Widowspeak
“If You Change”
Captured Tracks
I’m a sucker for a sweet sentiment wrapped up in a flannel-toned, 90’s alternative rock song that sounds like it could be the intro music for a family-friendly teen drama from 1995.
If that sounds hyper-specific, know that it’s a subset of music that’s very popular right now, thanks to Waxahatchee, Kevin Morby, Kurt Vile , Courtney Barnett and others. It’s rooted in bands chasing that sound of Big Star and Lemonheads; of big guitars with a bit of fuzz and layers of jangle on top. It’s full but non-threatening.
It’s music for soft, emotional lumberjacks. Or if you want to be boring about it, a contemporary take on college radio from 30 years ago.
No one is doing it better in my book than Widowspeak, the husband-and-wife duo of Molly Hamilton and Robert Earl Thomas. They’re now based in Brooklyn but originally from Washington. (You can hear that geography in their music.) They’re getting ready to release their seventh album “Roses” on Captured Tracks on June 5.

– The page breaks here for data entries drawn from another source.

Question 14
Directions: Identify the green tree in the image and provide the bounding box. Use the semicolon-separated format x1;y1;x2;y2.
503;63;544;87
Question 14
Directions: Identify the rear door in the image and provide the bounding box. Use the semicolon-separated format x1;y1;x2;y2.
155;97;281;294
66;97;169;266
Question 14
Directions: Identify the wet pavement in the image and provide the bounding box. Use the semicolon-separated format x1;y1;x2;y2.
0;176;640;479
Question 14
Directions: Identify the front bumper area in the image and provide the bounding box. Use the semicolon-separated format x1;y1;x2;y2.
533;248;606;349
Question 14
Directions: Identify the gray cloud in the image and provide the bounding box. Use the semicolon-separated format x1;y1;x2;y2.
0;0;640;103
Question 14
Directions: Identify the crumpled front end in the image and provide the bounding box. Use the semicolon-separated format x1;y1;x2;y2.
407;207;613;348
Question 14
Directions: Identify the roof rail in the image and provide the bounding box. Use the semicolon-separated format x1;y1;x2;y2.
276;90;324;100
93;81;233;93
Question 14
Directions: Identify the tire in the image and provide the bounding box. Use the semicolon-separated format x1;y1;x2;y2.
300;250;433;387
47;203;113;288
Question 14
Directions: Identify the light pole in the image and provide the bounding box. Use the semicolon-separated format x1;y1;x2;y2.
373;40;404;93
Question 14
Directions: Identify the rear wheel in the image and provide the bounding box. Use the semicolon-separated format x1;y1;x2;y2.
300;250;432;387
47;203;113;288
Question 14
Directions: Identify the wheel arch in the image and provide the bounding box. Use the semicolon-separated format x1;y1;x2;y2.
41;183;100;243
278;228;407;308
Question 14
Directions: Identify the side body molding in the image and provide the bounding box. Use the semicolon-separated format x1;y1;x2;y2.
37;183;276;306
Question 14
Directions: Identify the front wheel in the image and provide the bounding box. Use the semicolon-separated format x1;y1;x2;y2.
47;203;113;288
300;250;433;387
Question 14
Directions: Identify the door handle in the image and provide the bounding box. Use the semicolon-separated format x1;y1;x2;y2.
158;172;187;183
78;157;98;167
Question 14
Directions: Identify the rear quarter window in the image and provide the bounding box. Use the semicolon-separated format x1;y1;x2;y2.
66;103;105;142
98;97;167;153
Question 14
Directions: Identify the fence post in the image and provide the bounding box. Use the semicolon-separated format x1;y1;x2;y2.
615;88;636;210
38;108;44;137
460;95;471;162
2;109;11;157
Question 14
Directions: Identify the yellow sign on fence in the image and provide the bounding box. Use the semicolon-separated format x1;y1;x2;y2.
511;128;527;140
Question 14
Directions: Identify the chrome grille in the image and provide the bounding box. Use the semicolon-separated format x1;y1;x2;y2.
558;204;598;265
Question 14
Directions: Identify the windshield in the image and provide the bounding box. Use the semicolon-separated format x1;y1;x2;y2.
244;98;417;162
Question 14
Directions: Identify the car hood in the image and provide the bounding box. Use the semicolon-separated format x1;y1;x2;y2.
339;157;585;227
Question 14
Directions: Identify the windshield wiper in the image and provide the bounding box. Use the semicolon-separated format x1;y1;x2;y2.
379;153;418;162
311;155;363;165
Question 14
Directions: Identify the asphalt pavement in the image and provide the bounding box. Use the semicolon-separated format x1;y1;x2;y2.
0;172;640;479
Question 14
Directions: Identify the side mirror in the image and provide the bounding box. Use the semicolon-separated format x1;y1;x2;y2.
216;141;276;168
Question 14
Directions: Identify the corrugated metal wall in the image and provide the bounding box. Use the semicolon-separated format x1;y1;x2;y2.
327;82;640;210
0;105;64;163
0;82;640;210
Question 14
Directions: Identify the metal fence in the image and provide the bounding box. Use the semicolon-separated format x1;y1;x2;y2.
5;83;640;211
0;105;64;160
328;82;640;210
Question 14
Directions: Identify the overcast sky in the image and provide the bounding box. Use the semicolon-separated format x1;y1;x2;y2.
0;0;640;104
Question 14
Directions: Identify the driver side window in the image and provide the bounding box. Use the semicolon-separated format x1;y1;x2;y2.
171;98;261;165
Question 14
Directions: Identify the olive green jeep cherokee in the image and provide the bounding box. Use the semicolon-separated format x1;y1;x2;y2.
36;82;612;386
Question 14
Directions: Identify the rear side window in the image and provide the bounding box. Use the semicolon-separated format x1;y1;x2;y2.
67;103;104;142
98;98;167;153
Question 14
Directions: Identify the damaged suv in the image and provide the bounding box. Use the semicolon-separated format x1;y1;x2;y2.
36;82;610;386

Their excellent new single “If You Change” is everything I just described and more; a lovely little piece of dream pop with just a splash of alt-country. And the sentiment! Listen to these lyrics:
If you change, don't change too much
'Cause I really loved this one
It goes deeper than what I first suspected -- a sweet little love song about liking someone as they are, even as they grow old together. According to vocalist-songwriter Molly Hamilton, it’s more than that, writing that she “thought about the fear of change, and when things (situations, objects) feel stuck in time because of a fear of ruining them. You always hear “mint condition” as though it is as an asset, but it also means that thing hasn’t been used, lived with, loved. It never gets to fulfill its destiny.”
Even without that lyrical depth, the song is an absolute banger that’s been stuck in my head for days.